Among other stuff you give out, you give out the most event t-shirts and rash guards, can you tell us about the shirts and rash guards? What purpose do they serve in promoting an event and how do you view giving away free swag at events?
This is the deal with the Ontario Open: everything the sponsors give we give back to the competitors we don’t hold anything. We don’t want to make money from sponsors we would rather give more to the competitors. So we give away lots of rash guards, t-shirts, gis, drinks and everything we can get from sponsors. We love seeing our event swag at other events and out and about around the city and in the local jiu jitsu clubs.
This year you have included patches, distinctly in the kids divisions. Can you tell us about the patches and who can win them? Having the biggest kid’s tournament in the country, how does rewarding the kids and youth in the martial art play into promoting?
The patches are great. They are made for all kids from 5 to 15. If you compete in any division from 5 to 15 years old, and win your division, you win a patch that states you are the 2013 Ontario Open Champion. I love the kids portion of the tournament, honestly; it is a lot of work, but seeing all those faces and them rolling is amazing, this is the best part of the day for me.
Among the amazing stuff being given out, what other new editions can spectators and competitors look forward to this weekend at the Ontario Open?
There are some cool new features coming, new scoreboards, new live broadcast recording system, and big screen updating the mats and warm up area. This year will be an amazing year with lots of cool features.
How do you view sponsors to tournaments? What role do they play in helping your tournament reach the masses and draw competitors in? Which of your sponsors do you want to give a special shout out and which new ones are you excited to be working with?
As I mentioned all we get from our sponsors go back to the competitors, so the more they give the more there name gets exposed. They help to spread the word and we get more competitors and in turn their name gets even more exposure. It’s a snowball, they help me, we help them. All sponsors have an equal part in the tournament promotion and prizes, so it is unfair for me to mention one, all of them deserve the same credit.
What do you like most about promoting a BJJ event? Would you ever consider promoting more than one a year or even working with a brand on promoting events on a large scale across the globe? How do you see yourself in spreading the art?
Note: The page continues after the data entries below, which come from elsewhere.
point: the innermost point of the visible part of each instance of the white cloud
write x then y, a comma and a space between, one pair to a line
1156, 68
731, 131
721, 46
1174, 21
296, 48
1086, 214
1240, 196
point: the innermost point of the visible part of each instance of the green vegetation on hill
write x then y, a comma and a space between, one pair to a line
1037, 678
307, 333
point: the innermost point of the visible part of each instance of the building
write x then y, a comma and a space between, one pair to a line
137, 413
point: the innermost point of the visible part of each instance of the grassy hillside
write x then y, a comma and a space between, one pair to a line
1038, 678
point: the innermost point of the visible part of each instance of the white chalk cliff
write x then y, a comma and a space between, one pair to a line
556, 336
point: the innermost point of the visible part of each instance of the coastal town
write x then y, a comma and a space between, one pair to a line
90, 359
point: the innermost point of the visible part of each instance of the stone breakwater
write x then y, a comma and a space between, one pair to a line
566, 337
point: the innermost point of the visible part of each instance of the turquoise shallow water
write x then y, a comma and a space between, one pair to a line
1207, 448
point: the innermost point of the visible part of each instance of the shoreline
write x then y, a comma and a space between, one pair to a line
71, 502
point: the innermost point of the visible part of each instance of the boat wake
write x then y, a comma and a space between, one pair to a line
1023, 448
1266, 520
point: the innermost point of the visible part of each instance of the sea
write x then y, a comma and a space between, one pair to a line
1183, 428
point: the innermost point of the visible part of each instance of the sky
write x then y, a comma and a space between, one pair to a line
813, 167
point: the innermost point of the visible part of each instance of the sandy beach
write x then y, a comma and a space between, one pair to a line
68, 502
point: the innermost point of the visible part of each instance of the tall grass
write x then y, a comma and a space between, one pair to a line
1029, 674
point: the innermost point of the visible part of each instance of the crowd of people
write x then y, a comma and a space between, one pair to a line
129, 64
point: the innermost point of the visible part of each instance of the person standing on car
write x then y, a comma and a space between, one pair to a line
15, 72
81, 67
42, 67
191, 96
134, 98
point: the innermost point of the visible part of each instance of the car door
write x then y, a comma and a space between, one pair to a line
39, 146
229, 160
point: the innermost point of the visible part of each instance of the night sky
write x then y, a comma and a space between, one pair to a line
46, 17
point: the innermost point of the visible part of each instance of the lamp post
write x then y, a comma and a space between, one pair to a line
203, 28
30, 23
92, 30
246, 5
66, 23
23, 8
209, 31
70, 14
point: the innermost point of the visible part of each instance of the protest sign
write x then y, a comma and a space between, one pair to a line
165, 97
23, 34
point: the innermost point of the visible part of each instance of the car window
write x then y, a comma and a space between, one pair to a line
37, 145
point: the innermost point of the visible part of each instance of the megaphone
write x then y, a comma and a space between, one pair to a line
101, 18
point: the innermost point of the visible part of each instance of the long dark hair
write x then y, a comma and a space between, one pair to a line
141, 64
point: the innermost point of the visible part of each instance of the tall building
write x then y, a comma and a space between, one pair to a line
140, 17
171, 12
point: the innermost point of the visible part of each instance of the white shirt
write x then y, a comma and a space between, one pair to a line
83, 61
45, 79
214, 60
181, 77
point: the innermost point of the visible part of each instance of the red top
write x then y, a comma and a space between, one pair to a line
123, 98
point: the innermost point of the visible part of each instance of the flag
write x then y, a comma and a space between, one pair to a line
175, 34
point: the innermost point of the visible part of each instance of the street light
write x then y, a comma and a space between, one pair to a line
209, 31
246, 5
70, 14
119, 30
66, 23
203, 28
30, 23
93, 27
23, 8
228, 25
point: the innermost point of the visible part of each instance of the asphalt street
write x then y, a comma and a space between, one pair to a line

Today, the idea is not to run more than 1 tournament per year. In Ontario I am only running one per year for sure. I do this because I love BJJ, no other reason. I have thought about going into other provinces, it is hard to say yes or no at this point. We currently have some other priorities, so for at least the next year or two, we will stick to the one event per year.
What are you going to do when the event is over, will there less be stress now that the eye of the storm has passed?
For sure, after the tournament is done, it is time to rest. But, the rest is short. We start right away with making a list of all the good and bad aspects of the tournament. We work to improve on both aspects, and ensure that the mistakes don’t happen again in the following year. It is only a short time before we start work on the 2014 edition of the tournament.
Can you offer any advice to promoters out there looking to reach the level of the success that you have reached with the Ontario Open?
I am not one to give advice, but if I had any I would say: try to be fair with everyone; promoters, schools and competitors. I think there is space for everyone to coexist and promote, as long as we are all fair to each other, this is the message I try to get across in every aspect of my life; as an instructor, promoter, friend, husband and father.